English phrases | Russian phrases | Turkish phrases
Translate.vc / Inglês → Turco / [ N ] / Nice job

Nice job tradutor Turco

1,813 parallel translation
- Nice job.
- Aferin sana.
Nice job, dude.
Aferin.
Nice job, Bretter.
- Güzel gösteri, Peter!
- Nice job, Bretter.
- İyi iş, Peter.
- Nice job.
- Güzel gösteri.
- Nice job!
- Tebrikler!
Lionel did a really nice job on this scene.
Lionel harika bir iş çıkarttı. Görmek ister misin?

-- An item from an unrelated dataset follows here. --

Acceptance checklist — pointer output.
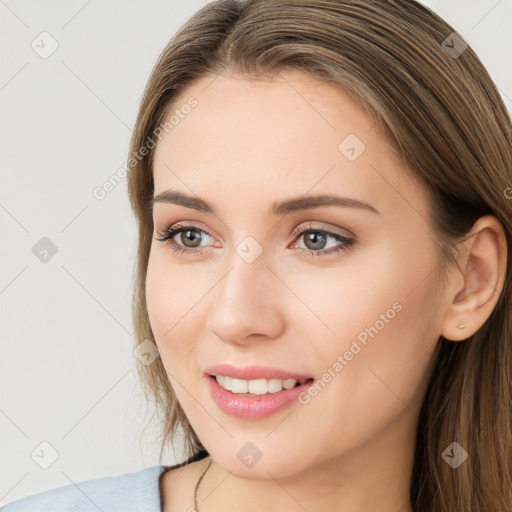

You gals did a real nice job.
- Gerçekten iyi iş çıkarmışsınız.
Hi there, that is a real nice job you did there.
Merhaba. Gerçekten iyi iş çıkarmışsın.
Oh, nice job with the fluffing.
İyi kabartmışsınız.
Nice job, Scab.
İyi iş, Scab.
Helping them get a good school, get a nice job, get a promotion and a raise and someone to marry, and they all grow up.
İyi bir okul, iyi bir iş bulmalarında terfi etmelerinde, maaşlarının artmasında biriyle evlenmelerinde ve büyümelerine yardımcı oluyorlar.
Nice job, pal.
İyi iş, dostum.
Nice job.
Aferin sana.
Nice job sleeping with your assistant.
Asistanınla yatman iyi iş.
Nice job.
Aferin.
Nice job today, guys.
- Tamam. Bugün iyi iş çıkardınız.
- Nice job, everybody.
- Çok iyiydi, millet.
- Nice job. Well played.
Aferin, iyi oynadın.
Nice job. Nice lift.
İyi iş çıkardın.
Nice job, Will.
İyi iş, Will.
You've done a nice job with Jeff's movie.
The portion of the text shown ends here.